What WeClone represents isn’t just a cool demo. It’s the leading edge of a shift in how we think about identity, memory, and who gets to speak after we’re gone — or after we’re just busy.
That question is worth taking seriously. The tool is worth watching.
Repo: github.com/xming521/WeClone
License: AGPL-3.0
Docs: docs.weclone.love
Frequently Asked Questions
What is WeClone and how does it work?
WeClone is an open-source tool that fine-tunes a large language model on your personal chat history — from Telegram, WeChat, or other messaging apps — to create a conversational AI twin that mimics your writing style, tone, and personality. The pipeline covers data export, preprocessing, LoRA fine-tuning, and chatbot deployment.
How much GPU memory do I need to run WeClone?
Running WeClone with a 7B parameter model using LoRA at 16-bit precision requires approximately 16 GB of VRAM. QLoRA at 4-bit quantization reduces this to about 6 GB, making it compatible with consumer GPUs like the RTX 3080 or 4070. For better results, a 14B model requires 32 GB VRAM.
What chat platforms does WeClone support for training data?
WeClone currently supports Telegram (fully) and WeChat (via a personal account integration). WhatsApp, Discord, and Slack support are under active development. Telegram exports using the Desktop app’s JSON export feature.
Is WeClone private and secure? Does my data leave my machine?
WeClone is fully self-hosted — your chat data never leaves your machine. It includes a built-in privacy information filter that strips sensitive data (phone numbers, addresses, credentials) before training begins.

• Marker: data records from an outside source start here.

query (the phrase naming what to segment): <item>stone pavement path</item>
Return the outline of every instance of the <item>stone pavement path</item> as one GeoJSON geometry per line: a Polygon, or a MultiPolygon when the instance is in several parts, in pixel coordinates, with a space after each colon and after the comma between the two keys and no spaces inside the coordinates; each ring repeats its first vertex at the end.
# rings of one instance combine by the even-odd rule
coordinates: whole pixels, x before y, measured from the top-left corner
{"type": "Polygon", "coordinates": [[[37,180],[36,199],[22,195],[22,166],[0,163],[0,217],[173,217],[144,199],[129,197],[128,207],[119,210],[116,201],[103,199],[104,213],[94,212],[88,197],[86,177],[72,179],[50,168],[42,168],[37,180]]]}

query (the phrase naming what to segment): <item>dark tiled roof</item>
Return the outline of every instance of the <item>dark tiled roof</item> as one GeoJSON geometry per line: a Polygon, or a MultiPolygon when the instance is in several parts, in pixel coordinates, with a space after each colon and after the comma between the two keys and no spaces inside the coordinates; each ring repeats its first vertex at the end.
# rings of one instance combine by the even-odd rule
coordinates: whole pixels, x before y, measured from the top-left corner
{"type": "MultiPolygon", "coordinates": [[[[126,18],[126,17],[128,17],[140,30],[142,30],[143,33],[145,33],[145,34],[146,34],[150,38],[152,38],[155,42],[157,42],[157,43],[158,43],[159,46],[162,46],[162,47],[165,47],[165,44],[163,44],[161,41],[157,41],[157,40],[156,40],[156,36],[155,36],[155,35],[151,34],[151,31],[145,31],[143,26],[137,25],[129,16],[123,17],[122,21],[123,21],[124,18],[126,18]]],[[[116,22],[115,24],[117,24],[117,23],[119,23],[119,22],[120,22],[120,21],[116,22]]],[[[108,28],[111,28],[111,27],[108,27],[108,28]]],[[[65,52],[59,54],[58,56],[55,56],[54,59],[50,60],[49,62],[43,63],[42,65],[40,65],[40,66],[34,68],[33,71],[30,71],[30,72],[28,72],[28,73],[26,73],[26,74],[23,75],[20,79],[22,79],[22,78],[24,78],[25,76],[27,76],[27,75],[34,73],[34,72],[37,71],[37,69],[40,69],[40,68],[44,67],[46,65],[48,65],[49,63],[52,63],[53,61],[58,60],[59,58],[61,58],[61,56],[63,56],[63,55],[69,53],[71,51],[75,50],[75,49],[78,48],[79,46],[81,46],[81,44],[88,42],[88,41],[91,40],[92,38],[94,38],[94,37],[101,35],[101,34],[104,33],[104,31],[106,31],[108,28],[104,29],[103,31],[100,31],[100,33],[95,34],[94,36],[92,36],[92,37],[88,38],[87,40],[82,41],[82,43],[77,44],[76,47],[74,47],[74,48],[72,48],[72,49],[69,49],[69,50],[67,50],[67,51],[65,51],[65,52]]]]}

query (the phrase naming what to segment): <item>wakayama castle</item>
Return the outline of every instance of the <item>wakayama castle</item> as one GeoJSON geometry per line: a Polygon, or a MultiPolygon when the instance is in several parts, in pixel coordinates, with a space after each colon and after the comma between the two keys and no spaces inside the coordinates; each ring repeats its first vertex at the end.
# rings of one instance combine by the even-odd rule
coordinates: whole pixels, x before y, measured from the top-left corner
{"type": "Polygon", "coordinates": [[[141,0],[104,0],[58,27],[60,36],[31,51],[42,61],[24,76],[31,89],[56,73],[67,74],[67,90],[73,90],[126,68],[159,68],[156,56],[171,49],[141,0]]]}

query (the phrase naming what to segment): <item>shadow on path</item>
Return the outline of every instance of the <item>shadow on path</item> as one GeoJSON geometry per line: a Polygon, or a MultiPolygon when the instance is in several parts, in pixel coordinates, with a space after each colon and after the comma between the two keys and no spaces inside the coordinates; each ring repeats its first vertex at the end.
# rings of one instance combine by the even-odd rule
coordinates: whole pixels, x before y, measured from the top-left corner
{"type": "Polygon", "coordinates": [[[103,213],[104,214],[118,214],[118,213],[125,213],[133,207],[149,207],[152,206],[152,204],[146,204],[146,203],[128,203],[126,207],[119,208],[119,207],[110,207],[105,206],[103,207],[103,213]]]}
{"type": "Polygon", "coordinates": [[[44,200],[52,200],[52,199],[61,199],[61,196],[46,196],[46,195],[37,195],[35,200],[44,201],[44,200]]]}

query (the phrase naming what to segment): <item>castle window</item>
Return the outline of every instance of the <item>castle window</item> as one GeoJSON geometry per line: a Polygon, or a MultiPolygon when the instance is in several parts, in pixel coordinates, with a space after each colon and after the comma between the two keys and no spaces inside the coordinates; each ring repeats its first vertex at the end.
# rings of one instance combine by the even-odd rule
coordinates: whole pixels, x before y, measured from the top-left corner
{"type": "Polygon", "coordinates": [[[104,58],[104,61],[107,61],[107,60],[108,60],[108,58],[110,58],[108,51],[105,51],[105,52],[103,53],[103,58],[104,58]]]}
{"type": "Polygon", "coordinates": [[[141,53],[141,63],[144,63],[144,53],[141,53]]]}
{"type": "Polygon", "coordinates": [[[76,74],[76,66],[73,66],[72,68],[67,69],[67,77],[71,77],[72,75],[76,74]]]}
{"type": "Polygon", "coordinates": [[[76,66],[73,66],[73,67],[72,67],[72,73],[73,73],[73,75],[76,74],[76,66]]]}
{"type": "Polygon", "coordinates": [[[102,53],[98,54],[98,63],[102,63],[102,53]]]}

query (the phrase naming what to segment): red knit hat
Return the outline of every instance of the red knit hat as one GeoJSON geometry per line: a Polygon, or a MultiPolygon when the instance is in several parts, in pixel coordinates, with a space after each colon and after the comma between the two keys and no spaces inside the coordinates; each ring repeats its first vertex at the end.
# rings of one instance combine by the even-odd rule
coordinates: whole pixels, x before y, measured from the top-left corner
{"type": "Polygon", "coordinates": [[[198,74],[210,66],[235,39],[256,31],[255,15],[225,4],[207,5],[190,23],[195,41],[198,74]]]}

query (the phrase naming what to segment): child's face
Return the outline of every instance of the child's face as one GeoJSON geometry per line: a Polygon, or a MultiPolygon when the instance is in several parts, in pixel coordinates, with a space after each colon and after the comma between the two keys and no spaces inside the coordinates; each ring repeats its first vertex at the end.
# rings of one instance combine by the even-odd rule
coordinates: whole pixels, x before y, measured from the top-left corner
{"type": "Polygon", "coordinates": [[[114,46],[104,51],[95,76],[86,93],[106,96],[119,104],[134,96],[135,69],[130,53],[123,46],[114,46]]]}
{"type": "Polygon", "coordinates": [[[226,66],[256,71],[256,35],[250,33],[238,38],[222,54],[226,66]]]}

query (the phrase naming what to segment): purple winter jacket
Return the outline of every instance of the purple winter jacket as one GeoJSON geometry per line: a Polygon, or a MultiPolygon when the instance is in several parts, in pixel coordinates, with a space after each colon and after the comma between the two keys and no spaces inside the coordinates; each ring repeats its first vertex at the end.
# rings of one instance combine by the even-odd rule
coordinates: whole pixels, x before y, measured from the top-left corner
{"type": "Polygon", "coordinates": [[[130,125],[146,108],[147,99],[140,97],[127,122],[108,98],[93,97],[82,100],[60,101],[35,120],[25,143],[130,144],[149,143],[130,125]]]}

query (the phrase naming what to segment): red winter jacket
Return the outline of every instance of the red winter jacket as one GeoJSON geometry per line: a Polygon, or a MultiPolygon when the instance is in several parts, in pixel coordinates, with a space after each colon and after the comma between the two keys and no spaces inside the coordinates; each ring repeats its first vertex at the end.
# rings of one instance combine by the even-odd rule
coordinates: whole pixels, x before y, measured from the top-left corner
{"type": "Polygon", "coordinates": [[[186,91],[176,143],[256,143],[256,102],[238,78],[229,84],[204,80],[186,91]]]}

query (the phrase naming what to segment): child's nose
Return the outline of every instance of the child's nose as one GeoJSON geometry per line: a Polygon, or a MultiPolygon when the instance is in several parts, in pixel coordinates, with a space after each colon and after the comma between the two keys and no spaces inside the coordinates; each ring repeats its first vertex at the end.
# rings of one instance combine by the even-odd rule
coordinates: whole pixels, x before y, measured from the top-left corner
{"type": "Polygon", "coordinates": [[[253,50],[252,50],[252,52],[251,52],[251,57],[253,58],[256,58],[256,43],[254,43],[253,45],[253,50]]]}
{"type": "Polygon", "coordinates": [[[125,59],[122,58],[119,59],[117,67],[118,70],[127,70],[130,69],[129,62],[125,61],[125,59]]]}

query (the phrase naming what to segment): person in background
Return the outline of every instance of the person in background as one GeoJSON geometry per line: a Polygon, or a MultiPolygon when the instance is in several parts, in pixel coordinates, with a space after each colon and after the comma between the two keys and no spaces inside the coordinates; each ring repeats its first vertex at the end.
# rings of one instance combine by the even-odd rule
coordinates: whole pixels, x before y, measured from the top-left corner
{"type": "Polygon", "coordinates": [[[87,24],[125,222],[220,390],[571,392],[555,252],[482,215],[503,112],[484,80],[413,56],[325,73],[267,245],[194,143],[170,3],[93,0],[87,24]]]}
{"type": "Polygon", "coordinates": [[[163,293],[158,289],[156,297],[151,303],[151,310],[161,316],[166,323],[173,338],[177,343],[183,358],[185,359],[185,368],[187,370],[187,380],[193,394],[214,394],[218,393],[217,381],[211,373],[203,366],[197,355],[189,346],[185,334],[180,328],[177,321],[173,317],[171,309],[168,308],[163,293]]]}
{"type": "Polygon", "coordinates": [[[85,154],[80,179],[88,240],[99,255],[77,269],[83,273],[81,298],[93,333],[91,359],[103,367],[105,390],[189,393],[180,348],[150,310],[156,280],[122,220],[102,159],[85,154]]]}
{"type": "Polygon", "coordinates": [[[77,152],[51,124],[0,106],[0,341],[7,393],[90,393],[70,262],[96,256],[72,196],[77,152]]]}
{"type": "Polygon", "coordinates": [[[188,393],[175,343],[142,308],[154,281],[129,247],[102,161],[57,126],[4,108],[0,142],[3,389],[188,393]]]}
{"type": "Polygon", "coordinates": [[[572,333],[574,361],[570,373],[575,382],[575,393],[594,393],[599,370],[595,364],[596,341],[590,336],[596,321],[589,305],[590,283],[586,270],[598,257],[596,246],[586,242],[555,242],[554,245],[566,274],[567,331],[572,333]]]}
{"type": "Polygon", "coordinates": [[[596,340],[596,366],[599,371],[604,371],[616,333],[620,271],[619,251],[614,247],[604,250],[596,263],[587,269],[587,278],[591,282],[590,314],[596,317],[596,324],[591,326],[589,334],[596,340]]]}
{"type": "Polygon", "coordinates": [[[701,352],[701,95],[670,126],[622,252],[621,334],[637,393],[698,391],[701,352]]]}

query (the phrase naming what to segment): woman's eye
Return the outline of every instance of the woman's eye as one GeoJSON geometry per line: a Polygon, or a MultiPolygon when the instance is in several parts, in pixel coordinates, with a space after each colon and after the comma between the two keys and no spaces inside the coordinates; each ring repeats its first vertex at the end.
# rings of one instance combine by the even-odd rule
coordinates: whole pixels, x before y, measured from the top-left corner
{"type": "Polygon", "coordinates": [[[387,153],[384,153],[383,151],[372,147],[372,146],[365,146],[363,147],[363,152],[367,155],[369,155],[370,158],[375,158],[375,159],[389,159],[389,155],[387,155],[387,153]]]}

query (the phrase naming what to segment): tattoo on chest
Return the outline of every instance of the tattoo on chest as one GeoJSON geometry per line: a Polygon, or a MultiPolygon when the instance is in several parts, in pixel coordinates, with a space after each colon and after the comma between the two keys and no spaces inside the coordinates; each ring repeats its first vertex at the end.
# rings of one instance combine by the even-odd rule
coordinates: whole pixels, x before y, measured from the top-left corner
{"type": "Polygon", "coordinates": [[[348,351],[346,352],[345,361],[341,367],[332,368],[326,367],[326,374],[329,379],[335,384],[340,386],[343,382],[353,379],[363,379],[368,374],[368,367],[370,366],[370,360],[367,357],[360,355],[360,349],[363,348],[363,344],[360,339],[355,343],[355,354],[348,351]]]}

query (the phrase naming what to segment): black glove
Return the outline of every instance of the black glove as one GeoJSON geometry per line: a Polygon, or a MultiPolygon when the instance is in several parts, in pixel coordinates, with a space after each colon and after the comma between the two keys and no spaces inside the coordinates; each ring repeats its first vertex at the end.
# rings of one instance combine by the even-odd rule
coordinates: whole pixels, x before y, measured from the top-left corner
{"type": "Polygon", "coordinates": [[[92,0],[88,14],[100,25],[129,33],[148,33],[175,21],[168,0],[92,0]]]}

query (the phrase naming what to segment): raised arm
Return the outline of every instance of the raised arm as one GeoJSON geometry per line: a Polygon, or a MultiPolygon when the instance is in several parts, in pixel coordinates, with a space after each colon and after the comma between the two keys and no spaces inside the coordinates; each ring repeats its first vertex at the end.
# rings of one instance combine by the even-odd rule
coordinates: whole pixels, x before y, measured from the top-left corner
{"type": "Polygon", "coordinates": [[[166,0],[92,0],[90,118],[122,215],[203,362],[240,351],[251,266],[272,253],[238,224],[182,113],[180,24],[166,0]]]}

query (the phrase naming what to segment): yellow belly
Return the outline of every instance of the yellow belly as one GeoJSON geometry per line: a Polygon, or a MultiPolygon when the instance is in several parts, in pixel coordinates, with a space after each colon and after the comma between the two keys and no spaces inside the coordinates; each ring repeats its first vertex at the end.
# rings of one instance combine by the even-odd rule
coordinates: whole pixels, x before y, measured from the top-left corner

Fine-tuning runs locally on your hardware.
How much chat data do I need for WeClone to work well?
More data produces better results. A few thousand messages per contact is a reasonable minimum. The model also benefits from diverse conversations across multiple contacts. Thin datasets (a few hundred messages) will produce a less convincing twin. The WeClone team notes that model size matters as much as data volume — 14B+ parameter models significantly outperform 7B.
Can someone use WeClone to clone my personality without your consent?
Technically, yes — anyone with access to a chat export containing your messages could use WeClone to train a model on your conversational patterns. This is an emerging identity and consent issue the tool’s ethical guidelines acknowledge but cannot technically prevent. It’s worth being aware of when considering what chat platforms to use and with whom.
How is WeClone different from just using a chatbot with a custom system prompt?
A system prompt tells a model to “act like you” based on a description. WeClone trains the model on thousands of your actual messages, shifting its statistical distribution toward your real vocabulary, humor, sentence structure, and response patterns. The result is a model that has internalized your conversational behavior rather than approximating it from instructions.
What model does WeClone use by default?
WeClone defaults to Qwen2.5-VL-7B-Instruct, a multimodal model from Alibaba’s Qwen team. It supports other models via LLaMA Factory, including larger variants up to 70B. The VL (Vision-Language) architecture also enables training on image data you’ve shared in chats.